Zustimmung des Bewerbers

Einleitung

Bei der Einholung bzw. Erteilung von Referenzauskünften sind folgende Varianten denkbar bzw. Voraussetzungen notwendig:

Weiterführende Literatur

    • STREIFF ULLIN / VON KAENEL ADRIAN / RUDOLPH ROGER, Praxiskommentar zu Art. 319 – 362 OR, 7., vollständig überarbeitete und stark erweiterte Auflage, Zürich 2012, N 8 zu OR 330a

Zustimmung zur Referenzeinholung/-erteilung

Die Beschränkungen von OR 328b und des Datenschutzgesetzes bewirken folgendes:

Eine Referenz darf nur mit (ausdrücklicher) Zustimmung des Arbeitnehmers eingeholt und erteilt werden (Doppelautorisierung):

  • Gründe
    • Darstellung des Persönlichkeitsprofils des Arbeitnehmers
    • Beurteilung wesentlicher Persönlichkeitsaspekte des Arbeitnehmers
    • Austausch besonders schützenswerter Personendaten
  • Ausnahmen
    • Ohne Zustimmung des Arbeitnehmers dürfen gemäss herrschender Lehre – trotz DSG – weiter erteilt werden:
      • Einzelauskünfte ohne schützenswerte Personendaten
      • Einzelauskünfte, die sich nicht zu einem Persönlichkeitsprofil verdichten
      • Ausnahme
        • Vorbehalten bleibt ein diesbezügliches Verbot des Arbeitnehmers
    • Ausnahme von der Ausnahme
      • Auch keine einfachen Referenzauskünfte dürfen eingeholt werden, wenn der Arbeitnehmer in ungekündigter Stellung ist!

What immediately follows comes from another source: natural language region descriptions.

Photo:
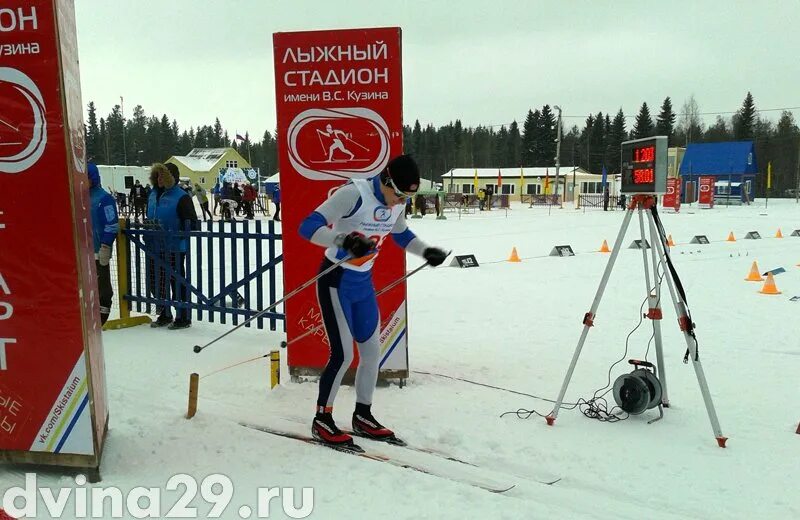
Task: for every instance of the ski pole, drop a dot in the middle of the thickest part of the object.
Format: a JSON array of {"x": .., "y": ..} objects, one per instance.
[
  {"x": 198, "y": 348},
  {"x": 389, "y": 287}
]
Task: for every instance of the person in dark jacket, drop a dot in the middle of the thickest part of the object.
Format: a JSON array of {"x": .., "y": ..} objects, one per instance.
[
  {"x": 105, "y": 226},
  {"x": 138, "y": 197},
  {"x": 276, "y": 198},
  {"x": 249, "y": 198},
  {"x": 175, "y": 214}
]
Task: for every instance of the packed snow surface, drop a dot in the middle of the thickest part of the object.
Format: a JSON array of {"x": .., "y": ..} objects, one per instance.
[{"x": 515, "y": 326}]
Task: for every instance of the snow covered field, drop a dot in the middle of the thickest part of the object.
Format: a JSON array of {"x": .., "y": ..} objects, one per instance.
[{"x": 513, "y": 325}]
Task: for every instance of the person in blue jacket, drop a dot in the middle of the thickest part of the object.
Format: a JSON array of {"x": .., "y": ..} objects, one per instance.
[
  {"x": 276, "y": 198},
  {"x": 174, "y": 212},
  {"x": 352, "y": 224},
  {"x": 105, "y": 226}
]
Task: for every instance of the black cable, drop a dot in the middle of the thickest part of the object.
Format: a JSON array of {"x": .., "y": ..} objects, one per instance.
[{"x": 595, "y": 407}]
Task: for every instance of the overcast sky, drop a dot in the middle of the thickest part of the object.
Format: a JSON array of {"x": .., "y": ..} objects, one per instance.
[{"x": 485, "y": 62}]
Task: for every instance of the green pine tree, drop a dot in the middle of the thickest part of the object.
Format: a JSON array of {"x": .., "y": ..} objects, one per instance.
[
  {"x": 665, "y": 123},
  {"x": 745, "y": 120},
  {"x": 644, "y": 124}
]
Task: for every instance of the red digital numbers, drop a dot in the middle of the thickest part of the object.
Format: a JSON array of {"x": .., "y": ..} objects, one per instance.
[
  {"x": 645, "y": 154},
  {"x": 643, "y": 176}
]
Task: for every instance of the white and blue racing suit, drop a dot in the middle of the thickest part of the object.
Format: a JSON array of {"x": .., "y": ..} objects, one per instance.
[{"x": 346, "y": 294}]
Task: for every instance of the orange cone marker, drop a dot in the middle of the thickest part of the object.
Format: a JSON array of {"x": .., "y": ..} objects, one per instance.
[
  {"x": 754, "y": 275},
  {"x": 769, "y": 286}
]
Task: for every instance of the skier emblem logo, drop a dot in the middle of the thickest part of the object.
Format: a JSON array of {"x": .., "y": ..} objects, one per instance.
[
  {"x": 342, "y": 143},
  {"x": 382, "y": 214},
  {"x": 23, "y": 128}
]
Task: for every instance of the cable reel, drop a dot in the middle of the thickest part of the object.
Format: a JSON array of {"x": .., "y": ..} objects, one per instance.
[{"x": 639, "y": 390}]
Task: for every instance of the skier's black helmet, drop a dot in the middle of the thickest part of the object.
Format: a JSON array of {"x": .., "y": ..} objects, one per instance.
[{"x": 403, "y": 173}]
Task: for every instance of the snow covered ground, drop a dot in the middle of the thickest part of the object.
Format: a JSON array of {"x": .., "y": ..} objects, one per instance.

Referenzangaben in Bewerbungsunterlage

Die Benennung eines ehemaligen Arbeitgebers oder Vorgesetzten als Referenzperson in den Bewerbungsunterlagen ist wie folgt zu werten:

  • Grundsatz
    • Eine solche Bezeichnung unter dem Titel „Referenzen“ ist als Ermächtigung zu werten, über die Leistungen und das Verhalten des Arbeitnehmers Auskunft zu erteilen
  • Einschränkung
    • Nicht als rechtsgenügende Zustimmung zur Referenzeinholung ist zu werten
      • Auflistung früherer Arbeitgeber im CV
      • Beilage von Arbeitszeugnissen früherer Arbeitgeber

Autorisierung potent., nicht aber bish. Arbeitgeber

Zur Referenz-Autorisierung des neuen Arbeitgebers ohne Kenntnisgabe an den früheren Arbeitgeber ist folgendes zu bemerken:

  • Ausgangslage
    • Viele Bewerber vergessen den früheren Arbeitgeber über ihre Referenzermächtigung an den potentiellen neuen Arbeitgeber zu informieren
  • Pflichten des ehemaligen Arbeitgebers
    • Grundsatz
      • Vergewisserung beim Arbeitnehmer, dass der anfragende potentielle Arbeitgeber zur Referenzeinholung berechtigt ist
        • Vergewisserungsmittel
          • Rückfrage beim Arbeitnehmer
          • Verlangen der Vorlage einer Bewerber-Ermächtigung (zB Vorlage einer Referenzliste oder einer ausdrücklichen Ermächtigung)
        • Vertrauen auf Zusage des potentiellen neuen Arbeitgebers
          • Das blosse Vertrauen auf eine Autorisationsbehauptung ist nicht ausreichend
    • Ausnahme
      • Der frühere Arbeitgeber wurde bereits früher, d.h. hinsichtlich eines anderen potentiellen Arbeitgebers der gleichen Bewerbungsphase ermächtigt

Kein selbst. Referenzrecht potent. Arbeitgeber

Der neue Arbeitgeber hat keinen selbständigen Anspruch auf Referenzauskunft.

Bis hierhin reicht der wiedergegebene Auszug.